読めばすぐに分かるが、「兵隊さんよありがとう」は、兵隊さんがお国のために闘い、お国のために傷つき、お国のために戦死したことに対する謝意を表した言葉なのである。この歌に象徴される世論によって戦地に送り込まれ、戦死した「兵隊さん」が三〇〇万人いる。この歌は、実際には、「ありがとう」と謝意を述べながら、兵隊さんに、闘い、傷つき、戦死することを強要する残酷な歌だったのである。

 

とまぁ、「総理⇒防衛大生」の関係での言葉を、「国民⇒自衛隊」との関係に敷衍しようとし、歌の意味を独自に解釈しているわけですが、独特の感性をお持ちのようで。

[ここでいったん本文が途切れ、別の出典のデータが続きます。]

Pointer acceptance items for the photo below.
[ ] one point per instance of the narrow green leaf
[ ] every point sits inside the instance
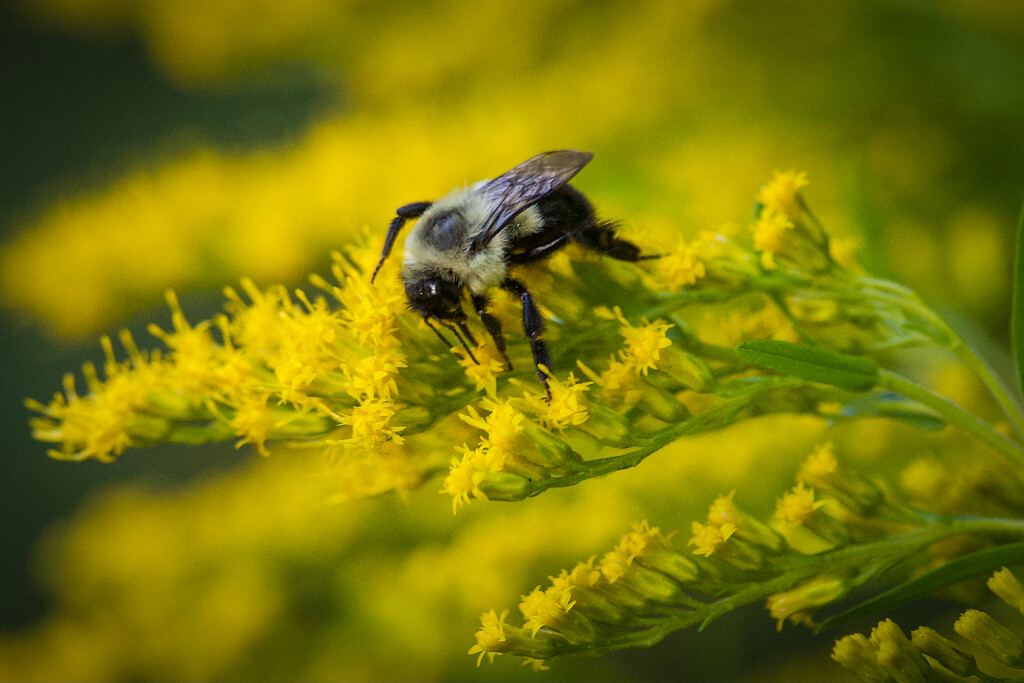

「感謝」がいつの間にか「強要」になるのですから、このような人からすれば「通知」もいつの間にか「通達」になってしまうのでしょう。

過去には本ブログの記述が言葉遣いに無頓着だったため、以下のようにご教示頂いたんですけどねぇ。

自由法曹団規約「人民の権利が侵害される場合は闘う」

自由法曹団規約(1974年10月14日改正)
1条(名称)
この団体は自由法曹団と称する。

2条(目的)
団は、あらゆる悪法とたたかい、人民の権利が侵害される場合には、その信条・政派の如何にかかわらず、ひろく人民と団結して権利擁護のためにたたかう。

さて、自由法曹団規約にはこのように書かれているのですが、自衛官の入学拒否問題、その他各所での差別問題にはまったく取り組んできた形跡はありません。

そういった団体が日本学術会議関連の「大学の学問の自由」や「大学において学ぶ自由」の問題について無頓着なのは解せません。